In the second picture labeled “King and Queen,” it’s easy to identify (consciously) with the same gender figure. But this left-handed handshake present in the image tells us otherwise. The left often (but not always) alludes to the sinister or the dark side, which in contemporary psychological language we may refer to as the unconscious or the unknown. This shifts our perspective dramatically as we shed light into the invisible realms of the unconscious because Jung tells us that the King, in the picture represents the masculine other (Animus) for the woman and the Queen, the feminine other (Anima) for man (Jung on Alchemy pg.191). This uncanny observation is fleshed out into a comprehensive model where the dynamics of the conscious and unconscious are interacting in the transference (Jung on Alchemy pg.193). He says that this series served as a helpful model” for both men and the times” (Jung on Alchemy pg.186).

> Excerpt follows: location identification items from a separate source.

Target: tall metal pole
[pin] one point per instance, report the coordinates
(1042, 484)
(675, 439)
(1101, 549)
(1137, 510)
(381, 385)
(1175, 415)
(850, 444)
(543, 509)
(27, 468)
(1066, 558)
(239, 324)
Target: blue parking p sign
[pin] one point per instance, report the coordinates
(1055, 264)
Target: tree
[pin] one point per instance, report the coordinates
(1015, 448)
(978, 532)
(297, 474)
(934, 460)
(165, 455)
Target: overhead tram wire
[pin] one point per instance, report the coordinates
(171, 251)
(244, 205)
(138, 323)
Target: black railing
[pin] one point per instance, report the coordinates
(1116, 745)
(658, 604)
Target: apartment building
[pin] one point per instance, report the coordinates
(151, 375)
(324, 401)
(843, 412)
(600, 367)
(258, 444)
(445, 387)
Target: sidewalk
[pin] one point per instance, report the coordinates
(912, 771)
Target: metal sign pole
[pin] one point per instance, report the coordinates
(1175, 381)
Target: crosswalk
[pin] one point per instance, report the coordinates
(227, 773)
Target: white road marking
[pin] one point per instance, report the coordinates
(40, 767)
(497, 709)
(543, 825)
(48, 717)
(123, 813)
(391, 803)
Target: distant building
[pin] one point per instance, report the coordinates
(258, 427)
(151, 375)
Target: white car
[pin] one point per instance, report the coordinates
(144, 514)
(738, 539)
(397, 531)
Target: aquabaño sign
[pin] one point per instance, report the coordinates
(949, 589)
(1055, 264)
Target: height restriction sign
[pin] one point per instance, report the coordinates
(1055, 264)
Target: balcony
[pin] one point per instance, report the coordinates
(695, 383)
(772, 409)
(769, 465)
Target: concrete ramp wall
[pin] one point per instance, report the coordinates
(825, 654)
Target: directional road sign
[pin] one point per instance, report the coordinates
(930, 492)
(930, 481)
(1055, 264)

Not only did Jung understand the images a psychic parallel to the transference but also to process of individuation. Differentiation happens naturally without much intervention of an outside force. A plant will come to flower on its own but given the right container, the right soil and right amount of sun light, the process of flowering or reaching its highest potential can be achieved quicker than it if it were to struggle on its own. This is what the alchemists and Jung (in different ways) were attempting to do. For the alchemist the right recipe and flask to transform nature and for Jung, the right image to transform the psyche. Jung says that the unconscious will produce “images of the goal” and images that “anticipate wholeness” or at least the possibility of “order” (Jung on Alchemy pg.211) that will contain the opposites. As the idea of wholeness is a paradox which can be only described in “antimonies” (Jung on Alchemy pg.209). The image of the coniunctio is one such image that corresponds to these antimonies in both the transference and human relationships (Jung on Alchemy pg.214). Jung understands the coniunctio as a symbol of wholeness in the individuation process that is freeing instinctive energy that would otherwise overload it in it’s absence (Jung on Alchemy pg.200).
Resources:
Schwartz-Slant, N. (1995). Jung on Alchemy, part of Encountering Jung series. Princeton, New Jersey: Princeton University Press.